Associate Professor of Data and Computation at Duke Kunshan University

Huang has a B.S (2007) in Electrical Engineering at Tsing Hua University, Taiwan, an M.S. (2010) in Electrical Engineering at the University of Southern California, and a Ph.D. (2014) in Computer Science at the University of California, Los Angeles. Prior to joining Duke Kunshan University in 2021, he was an Associate Professor at Case Western Reserve University (2014-2021). His research focus is the intersection among Precision Health and Medicine, Internet-of-Things, Machine Learning and Informatics, Motion and Physiological Signal Sensing.
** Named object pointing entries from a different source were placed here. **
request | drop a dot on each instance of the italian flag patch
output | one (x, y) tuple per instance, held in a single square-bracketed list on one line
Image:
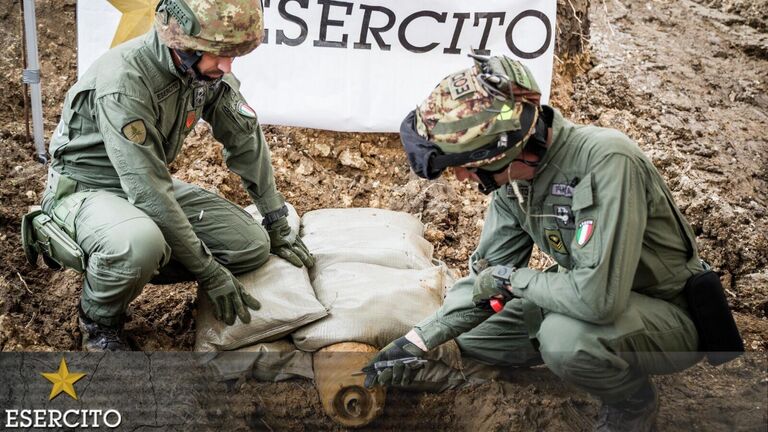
[(584, 232)]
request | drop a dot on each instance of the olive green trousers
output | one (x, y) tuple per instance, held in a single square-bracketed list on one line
[(126, 249), (609, 361)]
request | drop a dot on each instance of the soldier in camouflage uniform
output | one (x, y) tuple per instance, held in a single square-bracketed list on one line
[(122, 123), (612, 311)]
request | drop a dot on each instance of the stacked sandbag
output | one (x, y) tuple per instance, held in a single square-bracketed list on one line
[(375, 274), (363, 235), (268, 361), (287, 303)]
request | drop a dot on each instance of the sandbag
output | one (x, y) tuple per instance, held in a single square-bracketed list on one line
[(388, 246), (325, 220), (270, 361), (287, 302), (372, 304)]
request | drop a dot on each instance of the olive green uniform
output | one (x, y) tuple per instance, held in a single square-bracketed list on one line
[(614, 313), (122, 123)]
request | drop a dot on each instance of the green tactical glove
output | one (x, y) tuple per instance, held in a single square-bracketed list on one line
[(228, 296), (287, 245), (395, 364), (492, 283)]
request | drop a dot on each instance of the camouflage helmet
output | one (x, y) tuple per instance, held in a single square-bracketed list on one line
[(228, 28), (493, 104)]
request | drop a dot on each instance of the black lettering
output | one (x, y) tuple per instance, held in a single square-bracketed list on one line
[(488, 17), (375, 31), (265, 5), (460, 18), (280, 37), (547, 40), (325, 23), (439, 17)]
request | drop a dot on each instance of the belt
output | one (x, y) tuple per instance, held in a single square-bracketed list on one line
[(59, 185)]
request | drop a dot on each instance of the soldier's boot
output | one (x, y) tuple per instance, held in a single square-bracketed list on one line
[(635, 414), (98, 337)]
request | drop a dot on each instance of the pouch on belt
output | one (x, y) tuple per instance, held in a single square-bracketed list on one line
[(53, 236), (41, 235)]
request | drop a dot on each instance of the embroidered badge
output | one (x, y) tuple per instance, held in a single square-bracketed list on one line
[(564, 215), (556, 241), (511, 191), (584, 232), (135, 131), (191, 119), (562, 189), (245, 110), (461, 84), (200, 96)]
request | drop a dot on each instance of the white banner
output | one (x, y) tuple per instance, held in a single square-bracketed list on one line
[(361, 66)]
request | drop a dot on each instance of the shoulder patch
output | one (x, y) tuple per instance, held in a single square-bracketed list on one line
[(561, 189), (245, 110), (556, 241), (584, 232), (135, 131)]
He had over 15 years of research experience conducting interdisciplinary scientific projects with researchers from distinct areas (e.g., Biomedical Engineering, Medicine, and Nursing). He had successfully administered past funded projects and productively published over a hundred peer-reviewed publications, 6 invention patents and software copyrights, and won 7 best paper awards/runner-up, 3000+ citations. His research has been reported in hundreds of high-impact media outlets. For the nature of richness and high impact of the research topics he was involved in, his research results in a plethora of new knowledge in aspects ranging from innovative IoT sensing technology, closed-loop AI analytics methodology, optimized clinical decision-making, and just-in-time patient risk assessment.